Lighting Up a Dark Corner of Cold War Terrorism
"Watching the Jackals" explores how Prague harbored and helped the world’s most infamous, dangerous terrorists
WELL BEFORE AL-QAEDA, ISIS AND THE HOUTHIS ARRIVED on the terrorist scene, it was the Popular Front for the Liberation of Palestine (PFLP), Abu Nidal and Carlos the Jackal that grabbed headlines. In the 1960s, ‘70s and ‘80s, such groups — most of them championing an independent Palestine — hijacked airplanes, took hostages and killed thousands, including 11 Israeli athletes at the 1972 Summer Olympics in Munich.
On one day alone in 1970 — Skyjack Sunday — the PFLP hijacked two American planes and a Swiss one. Several days later they commandeered a British airliner. Three of the planes, by then empty, were blown up in the Jordanian desert.
Americans, especially conservatives, assumed that the groups behind these deeds were directed and supported by Moscow and its satellites, given their shared hatred of the West.
But as intelligence historian Daniela Richterova shows in her new book, Watching the Jackals: Prague’s Covert Liaisons With Cold War Terrorists and Revolutionaries, published this month by Georgetown University Press, the Eastern bloc’s relationships with the groups she calls “Cold War jackals” were anything but simple.
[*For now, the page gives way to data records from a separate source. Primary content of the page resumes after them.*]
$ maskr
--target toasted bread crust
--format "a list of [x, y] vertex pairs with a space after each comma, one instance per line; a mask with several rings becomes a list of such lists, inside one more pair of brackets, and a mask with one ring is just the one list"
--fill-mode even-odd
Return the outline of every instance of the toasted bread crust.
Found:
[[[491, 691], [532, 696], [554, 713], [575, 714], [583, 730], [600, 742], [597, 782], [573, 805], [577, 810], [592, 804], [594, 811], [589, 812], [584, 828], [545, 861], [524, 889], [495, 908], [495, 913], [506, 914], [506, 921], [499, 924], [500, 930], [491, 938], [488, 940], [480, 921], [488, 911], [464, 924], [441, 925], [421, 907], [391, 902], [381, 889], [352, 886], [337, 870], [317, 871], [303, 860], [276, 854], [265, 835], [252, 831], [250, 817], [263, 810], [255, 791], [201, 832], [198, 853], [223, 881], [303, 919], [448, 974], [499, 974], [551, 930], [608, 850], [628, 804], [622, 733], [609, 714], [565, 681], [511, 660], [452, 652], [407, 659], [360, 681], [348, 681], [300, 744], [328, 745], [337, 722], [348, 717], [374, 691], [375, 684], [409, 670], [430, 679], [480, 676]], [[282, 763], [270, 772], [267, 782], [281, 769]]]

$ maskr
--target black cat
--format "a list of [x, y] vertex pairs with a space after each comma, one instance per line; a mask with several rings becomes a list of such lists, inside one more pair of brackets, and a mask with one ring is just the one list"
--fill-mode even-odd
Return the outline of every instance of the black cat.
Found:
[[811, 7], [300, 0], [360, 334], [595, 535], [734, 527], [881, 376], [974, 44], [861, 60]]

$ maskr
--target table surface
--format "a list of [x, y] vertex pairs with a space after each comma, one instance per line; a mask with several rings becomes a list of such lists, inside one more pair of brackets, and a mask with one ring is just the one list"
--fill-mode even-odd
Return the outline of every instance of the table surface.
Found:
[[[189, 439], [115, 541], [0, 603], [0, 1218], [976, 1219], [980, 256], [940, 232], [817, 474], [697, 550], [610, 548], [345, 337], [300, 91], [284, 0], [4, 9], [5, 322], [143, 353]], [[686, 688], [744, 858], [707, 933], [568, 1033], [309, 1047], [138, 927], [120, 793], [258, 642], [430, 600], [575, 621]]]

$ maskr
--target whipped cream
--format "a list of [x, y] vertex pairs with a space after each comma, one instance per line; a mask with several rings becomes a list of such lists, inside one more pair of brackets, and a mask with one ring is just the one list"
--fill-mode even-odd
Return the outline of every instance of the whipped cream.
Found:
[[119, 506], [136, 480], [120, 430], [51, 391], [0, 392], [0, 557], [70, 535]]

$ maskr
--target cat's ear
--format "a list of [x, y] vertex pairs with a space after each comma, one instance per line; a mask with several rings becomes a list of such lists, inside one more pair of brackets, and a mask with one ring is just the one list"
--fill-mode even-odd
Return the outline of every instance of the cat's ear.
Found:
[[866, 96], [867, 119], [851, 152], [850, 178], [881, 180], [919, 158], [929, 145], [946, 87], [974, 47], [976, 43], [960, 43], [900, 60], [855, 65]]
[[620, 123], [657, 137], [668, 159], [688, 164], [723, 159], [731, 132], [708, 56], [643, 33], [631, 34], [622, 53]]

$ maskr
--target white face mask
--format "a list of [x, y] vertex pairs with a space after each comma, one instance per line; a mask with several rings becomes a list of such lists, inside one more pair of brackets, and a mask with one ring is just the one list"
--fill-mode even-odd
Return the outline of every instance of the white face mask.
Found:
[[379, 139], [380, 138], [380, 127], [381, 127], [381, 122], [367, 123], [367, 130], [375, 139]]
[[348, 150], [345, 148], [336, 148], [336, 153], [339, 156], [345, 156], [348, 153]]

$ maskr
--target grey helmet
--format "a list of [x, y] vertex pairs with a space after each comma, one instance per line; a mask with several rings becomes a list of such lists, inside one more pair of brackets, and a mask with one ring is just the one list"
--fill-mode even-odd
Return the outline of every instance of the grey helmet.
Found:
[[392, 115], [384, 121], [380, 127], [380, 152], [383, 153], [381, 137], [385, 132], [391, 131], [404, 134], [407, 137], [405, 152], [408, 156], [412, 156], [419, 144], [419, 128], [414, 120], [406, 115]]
Neither Moscow nor any other Warsaw Pact nation could control them.
As an excursion into a sideshow of the Cold War, Watching the Jackals may not be for everybody, but it’s an invaluable new addition to the history of the East vs. West intelligence world, not to mention the endless strife in the Middle East.
Using never-before-seen documents, Richterova, an associate professor at King’s College London, describes efforts by communist Czechoslovakia’s secret police — the StB — to keep tabs on the terrorist diaspora, a collection of non-state actors that came and went across its borders in the final decades of the Cold War.
The Czechs were cautious about engaging with the mercurial, enigmatic, shape-shifting groups.